Or would I have taught you how to hate...
what it is like to always have this nasty
distaste?
Would you choke upon it like I choked on my grief?
Would tears spring to your eyes,
at the most inopportune time?
Stealing your voice and the words you want to speak?
Did you drown in my grief, with me?
Or just sleep in sweet relief?
I hope for the latter to be true...
For the grief of all these passing years
would no doubt, paralyze you.
Resilience is your gift to me.
...Here's to enduring
another
22.


Twenty-two years ago, a young man I had been in a relationship with, chose to end his life. We had been separated for nearly 3 months when he made this deadly choice and it altered my life forever. It is hard to verbalize what this type of loss does to you. It is life-shattering.
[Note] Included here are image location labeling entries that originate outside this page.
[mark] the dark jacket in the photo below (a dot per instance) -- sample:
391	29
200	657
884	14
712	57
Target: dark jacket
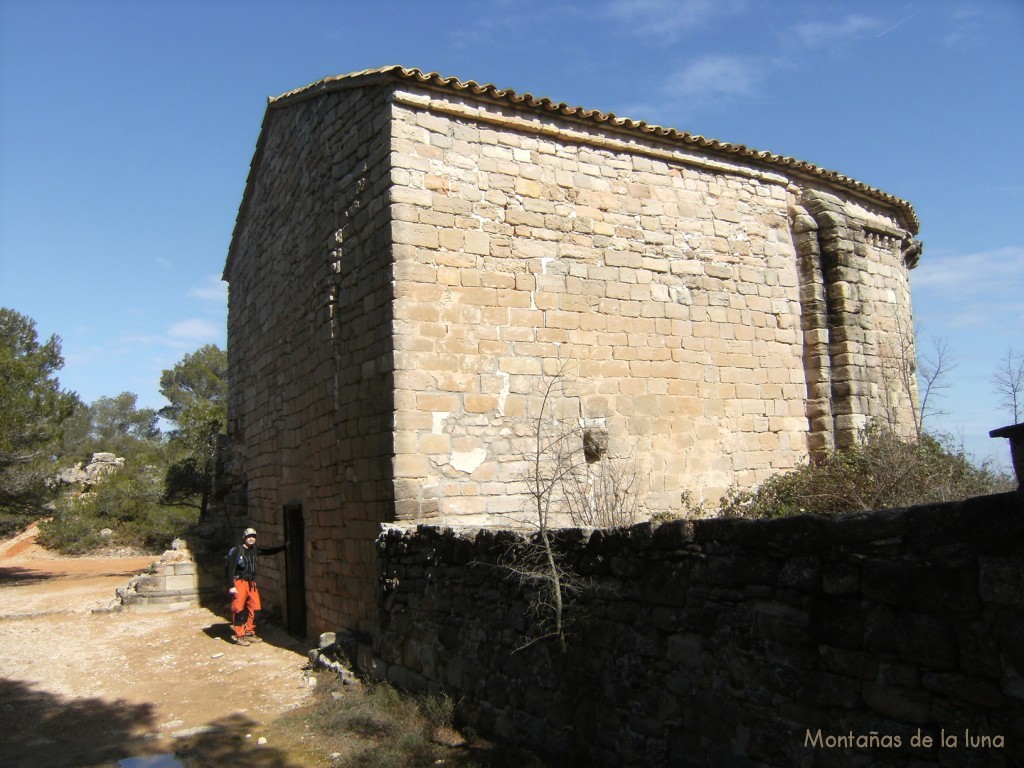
242	561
At the time of his death, I was already in a bad mental place. I was recovering from a divorce that ended differently than I had expected and that was a trauma all its own. I was trying to live my life without being the primary caregiver to my children and that was veryyyyyyyyyyyy hard. That was not the outcome I wanted or expected. In fact, this was just as life-altering and shattering to my mental health, and my life as a whole. So I was trying to come to terms with the way life was because I so desperately wanted it to be different but had no control over changing it.

***

His death, his suicide, was a new type of grief. Compounded on top of the soul-crushing sadness of not having my babies… this was a (at first) terrifying and (forever) dangerous place to exist.

I lived and died every day in the space between life and death where the grim reaper makes his selections and you can clearly see him coming for you but you have existed there so long it no longer scares you.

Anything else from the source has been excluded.